『闇からの帰還』『つぎはぎの魂は、ダイヤモンドの夢を見るか』お楽しみいただけたでしょうか?あまり読み易いとはいえない、拙い文章にお付き合いいただき、ほんとうにありがとうございます。
『闇からの帰還』は、10年近く前に書いたものだったのですが、今回、ここに掲出していただける事となったので、かなり手を入れました。原文は、拙いなどという生易しいレベルではなく、顔から発火する程の恥ずかしい文章でありました。以前のバージョンをお読みいただいた方たちに、改めてお詫びしたい気持ちであります。

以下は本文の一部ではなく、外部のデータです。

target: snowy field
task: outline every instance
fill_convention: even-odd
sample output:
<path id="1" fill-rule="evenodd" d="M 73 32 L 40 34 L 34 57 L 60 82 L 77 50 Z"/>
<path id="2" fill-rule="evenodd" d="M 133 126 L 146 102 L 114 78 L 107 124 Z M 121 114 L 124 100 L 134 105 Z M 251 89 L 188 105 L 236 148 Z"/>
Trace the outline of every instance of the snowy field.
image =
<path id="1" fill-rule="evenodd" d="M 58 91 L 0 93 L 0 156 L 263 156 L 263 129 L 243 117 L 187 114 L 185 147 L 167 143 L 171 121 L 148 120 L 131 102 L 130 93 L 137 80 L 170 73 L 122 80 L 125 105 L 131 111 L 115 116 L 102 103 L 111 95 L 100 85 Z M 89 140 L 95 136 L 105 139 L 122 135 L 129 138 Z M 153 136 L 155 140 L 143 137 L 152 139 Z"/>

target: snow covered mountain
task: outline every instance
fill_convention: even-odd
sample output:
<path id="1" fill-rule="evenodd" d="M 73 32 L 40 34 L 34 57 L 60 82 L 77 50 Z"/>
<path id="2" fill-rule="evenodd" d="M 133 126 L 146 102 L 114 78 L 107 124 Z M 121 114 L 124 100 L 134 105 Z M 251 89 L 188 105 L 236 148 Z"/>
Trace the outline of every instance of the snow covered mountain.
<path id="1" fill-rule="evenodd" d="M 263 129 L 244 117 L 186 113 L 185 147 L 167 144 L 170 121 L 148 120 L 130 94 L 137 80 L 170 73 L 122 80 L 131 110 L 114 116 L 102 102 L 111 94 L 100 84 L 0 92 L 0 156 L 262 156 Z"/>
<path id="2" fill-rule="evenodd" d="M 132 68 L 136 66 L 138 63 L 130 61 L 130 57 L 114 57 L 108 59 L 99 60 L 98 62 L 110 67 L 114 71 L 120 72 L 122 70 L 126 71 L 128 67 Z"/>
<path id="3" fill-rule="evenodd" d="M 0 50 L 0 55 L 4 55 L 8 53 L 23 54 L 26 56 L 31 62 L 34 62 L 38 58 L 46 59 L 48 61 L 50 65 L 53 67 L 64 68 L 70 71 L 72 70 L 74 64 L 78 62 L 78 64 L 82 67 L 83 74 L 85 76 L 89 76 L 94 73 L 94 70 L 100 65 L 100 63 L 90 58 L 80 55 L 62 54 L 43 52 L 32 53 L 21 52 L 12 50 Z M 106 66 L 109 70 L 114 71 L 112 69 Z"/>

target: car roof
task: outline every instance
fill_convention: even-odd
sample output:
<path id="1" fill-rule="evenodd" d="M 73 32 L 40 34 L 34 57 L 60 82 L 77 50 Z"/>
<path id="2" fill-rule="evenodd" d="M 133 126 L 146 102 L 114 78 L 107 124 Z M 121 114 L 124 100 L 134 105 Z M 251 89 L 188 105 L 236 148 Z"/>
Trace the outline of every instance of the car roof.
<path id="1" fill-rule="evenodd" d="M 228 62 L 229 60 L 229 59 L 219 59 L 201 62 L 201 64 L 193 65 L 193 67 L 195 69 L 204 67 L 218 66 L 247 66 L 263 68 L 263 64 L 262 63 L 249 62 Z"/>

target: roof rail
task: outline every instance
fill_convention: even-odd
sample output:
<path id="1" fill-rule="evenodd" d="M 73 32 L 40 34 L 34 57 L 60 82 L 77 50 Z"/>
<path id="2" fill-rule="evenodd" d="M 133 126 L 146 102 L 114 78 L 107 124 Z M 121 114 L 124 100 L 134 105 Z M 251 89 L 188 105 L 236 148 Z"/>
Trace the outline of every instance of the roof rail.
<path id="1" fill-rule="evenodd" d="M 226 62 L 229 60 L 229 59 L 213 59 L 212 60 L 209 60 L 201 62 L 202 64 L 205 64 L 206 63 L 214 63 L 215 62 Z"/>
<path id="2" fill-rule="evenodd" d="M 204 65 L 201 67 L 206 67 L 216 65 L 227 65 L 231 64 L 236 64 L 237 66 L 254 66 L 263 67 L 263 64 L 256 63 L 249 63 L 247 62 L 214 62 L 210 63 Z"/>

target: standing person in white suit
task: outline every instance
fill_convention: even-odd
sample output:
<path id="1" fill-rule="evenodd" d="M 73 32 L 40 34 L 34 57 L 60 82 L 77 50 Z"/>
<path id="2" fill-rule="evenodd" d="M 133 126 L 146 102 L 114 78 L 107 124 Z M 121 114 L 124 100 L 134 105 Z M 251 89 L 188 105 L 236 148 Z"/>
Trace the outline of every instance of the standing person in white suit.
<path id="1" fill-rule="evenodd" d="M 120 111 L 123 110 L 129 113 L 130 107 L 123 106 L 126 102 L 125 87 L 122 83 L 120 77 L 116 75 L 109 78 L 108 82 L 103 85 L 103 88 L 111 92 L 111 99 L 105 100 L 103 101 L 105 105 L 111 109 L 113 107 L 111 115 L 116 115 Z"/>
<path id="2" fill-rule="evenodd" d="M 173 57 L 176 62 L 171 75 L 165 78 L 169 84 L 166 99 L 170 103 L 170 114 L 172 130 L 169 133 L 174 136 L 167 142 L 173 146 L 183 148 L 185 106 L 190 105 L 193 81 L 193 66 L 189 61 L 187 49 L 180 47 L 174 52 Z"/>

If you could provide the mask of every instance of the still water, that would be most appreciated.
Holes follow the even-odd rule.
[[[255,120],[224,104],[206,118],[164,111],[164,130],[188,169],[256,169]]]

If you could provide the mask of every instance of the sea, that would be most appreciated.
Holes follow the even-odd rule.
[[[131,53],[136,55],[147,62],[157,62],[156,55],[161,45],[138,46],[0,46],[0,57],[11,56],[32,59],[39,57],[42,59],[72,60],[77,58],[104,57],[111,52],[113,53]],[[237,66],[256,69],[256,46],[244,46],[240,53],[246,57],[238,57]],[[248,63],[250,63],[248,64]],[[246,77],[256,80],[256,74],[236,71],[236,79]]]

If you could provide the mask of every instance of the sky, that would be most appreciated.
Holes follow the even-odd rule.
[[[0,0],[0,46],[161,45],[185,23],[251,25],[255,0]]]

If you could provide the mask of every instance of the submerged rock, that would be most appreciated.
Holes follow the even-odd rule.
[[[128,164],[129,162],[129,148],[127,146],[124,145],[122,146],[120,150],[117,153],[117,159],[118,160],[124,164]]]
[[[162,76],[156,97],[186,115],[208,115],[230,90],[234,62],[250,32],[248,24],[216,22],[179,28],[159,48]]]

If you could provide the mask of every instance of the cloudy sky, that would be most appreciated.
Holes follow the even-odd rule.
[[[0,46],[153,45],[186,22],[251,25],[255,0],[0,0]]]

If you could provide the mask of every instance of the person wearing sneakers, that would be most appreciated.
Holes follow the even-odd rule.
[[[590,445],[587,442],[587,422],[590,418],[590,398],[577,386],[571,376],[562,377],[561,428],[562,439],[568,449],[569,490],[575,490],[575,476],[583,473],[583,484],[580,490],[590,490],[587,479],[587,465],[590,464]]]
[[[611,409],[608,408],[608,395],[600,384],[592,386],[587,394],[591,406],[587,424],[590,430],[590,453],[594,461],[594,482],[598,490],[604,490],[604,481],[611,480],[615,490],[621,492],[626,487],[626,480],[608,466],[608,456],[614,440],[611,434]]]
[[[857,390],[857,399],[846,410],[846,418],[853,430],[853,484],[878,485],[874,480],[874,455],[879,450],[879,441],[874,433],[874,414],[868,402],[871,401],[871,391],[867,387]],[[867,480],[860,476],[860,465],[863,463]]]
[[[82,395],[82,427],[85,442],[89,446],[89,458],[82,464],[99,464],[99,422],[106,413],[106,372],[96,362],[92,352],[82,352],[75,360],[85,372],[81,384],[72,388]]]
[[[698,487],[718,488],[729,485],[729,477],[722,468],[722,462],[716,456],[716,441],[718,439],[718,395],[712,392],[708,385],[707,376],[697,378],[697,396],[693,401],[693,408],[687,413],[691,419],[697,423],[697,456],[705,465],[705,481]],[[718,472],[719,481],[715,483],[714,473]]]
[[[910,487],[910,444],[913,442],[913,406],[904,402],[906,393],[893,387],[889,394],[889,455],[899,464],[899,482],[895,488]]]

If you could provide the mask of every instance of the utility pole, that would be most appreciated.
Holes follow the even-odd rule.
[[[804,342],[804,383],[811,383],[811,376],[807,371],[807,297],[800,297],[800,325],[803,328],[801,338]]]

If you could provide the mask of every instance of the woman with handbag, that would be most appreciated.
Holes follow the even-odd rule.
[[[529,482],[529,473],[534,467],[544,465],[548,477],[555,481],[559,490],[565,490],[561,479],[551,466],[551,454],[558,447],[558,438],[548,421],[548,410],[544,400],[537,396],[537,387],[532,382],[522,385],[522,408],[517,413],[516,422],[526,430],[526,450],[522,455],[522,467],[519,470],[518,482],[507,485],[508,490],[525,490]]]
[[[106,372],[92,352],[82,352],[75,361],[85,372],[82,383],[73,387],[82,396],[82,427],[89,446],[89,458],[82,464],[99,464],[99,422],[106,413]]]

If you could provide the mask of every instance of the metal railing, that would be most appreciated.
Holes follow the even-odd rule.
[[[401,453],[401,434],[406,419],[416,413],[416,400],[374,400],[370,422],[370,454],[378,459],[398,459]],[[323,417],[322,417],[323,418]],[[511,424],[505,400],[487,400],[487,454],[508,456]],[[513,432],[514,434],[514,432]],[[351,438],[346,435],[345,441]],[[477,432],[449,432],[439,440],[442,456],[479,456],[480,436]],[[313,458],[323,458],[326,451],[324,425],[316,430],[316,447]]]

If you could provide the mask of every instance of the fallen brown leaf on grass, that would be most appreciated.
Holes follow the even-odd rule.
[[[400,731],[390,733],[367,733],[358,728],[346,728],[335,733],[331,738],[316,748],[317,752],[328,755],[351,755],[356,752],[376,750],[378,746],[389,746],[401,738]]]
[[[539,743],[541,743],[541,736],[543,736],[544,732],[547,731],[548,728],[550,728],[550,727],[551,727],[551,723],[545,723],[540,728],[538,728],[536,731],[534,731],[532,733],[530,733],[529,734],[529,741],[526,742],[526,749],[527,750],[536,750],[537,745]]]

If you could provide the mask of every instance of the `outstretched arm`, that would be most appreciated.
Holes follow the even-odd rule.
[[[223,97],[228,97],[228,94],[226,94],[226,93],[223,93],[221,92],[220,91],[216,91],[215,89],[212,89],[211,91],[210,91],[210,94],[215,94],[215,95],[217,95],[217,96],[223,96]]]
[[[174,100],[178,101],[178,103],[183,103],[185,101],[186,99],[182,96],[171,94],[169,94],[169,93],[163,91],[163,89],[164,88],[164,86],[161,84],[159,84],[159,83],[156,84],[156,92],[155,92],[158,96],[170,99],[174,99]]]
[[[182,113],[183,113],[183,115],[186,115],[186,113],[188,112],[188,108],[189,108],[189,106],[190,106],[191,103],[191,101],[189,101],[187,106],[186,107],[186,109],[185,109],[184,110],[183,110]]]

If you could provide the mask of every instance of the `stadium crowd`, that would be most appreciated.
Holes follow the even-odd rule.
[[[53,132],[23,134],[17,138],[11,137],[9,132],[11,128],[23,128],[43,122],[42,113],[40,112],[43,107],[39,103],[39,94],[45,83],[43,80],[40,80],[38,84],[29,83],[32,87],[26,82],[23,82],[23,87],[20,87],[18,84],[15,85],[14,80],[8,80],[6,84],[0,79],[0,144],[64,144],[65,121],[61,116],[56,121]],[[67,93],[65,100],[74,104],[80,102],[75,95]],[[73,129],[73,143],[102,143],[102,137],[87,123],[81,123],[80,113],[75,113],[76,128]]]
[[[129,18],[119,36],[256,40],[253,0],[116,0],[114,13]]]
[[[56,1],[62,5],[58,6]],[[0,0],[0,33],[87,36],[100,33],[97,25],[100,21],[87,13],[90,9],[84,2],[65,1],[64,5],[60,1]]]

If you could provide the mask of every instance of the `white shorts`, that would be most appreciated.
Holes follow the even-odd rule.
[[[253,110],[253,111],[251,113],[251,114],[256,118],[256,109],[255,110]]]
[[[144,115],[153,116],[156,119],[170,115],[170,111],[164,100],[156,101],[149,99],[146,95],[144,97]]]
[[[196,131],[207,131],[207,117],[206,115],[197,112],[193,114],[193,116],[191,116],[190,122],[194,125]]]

お兄ちゃん・風間将人の帰還はTVシリーズの中で描く事が出来ませんでした。実のところ、戻ってくる事は決まっていたものの、そこにいたるプロセスは、きちんと設定されていませんでした。なので、スキマを縫うようにこのような物語を紡ぎました。石井博士の私案のようなものであります。
お読みいただいた方の中には「将人にコレないだろう…」と思われる方もあるでしょう。石井の妄想だと思っていただいて結構であります。
『つぎはぎの魂は、ダイヤモンドの夢を見るか』の語り手として登場する中野刑事は、その役名を、TVドラマ『俺たちの勲章』の松田優作演じる主人公からいただいております。自分たちの世代の松田優作ファンは「なんじゃこりゃ〜!」のGパン刑事から入るというのが定番なのですが、我が家ではショーケンのファンである叔母の影響で、マカロニの死をもって『太陽にほえろ!』の視聴習慣を無くしてしまったので、松田優作を知るタイミングがずれてしまったのであります。
ちなみに中野刑事初登場の回、中野刑事と以前から知り合いだったらしい装備課の課長には『俺たちの勲章』の中村雅俊の役名を付けておきました。(ホントは最終回で刑事を辞めているのですが…)
想像のキャラクターは、作者の中に生まれますが、語られ、書かれ、描かれて、形になるわけでありまして、形になったキャラクターは作者だけのものでなく、受け手のものでもあると思うのです。
あなたなりの将人の物語を、剛の物語を考えてください。(ドクターや、紫苑も自分たちの物語を欲しているかもしれません)そして、剛や将人たちに永遠の命を与えていただければ、幸いであります。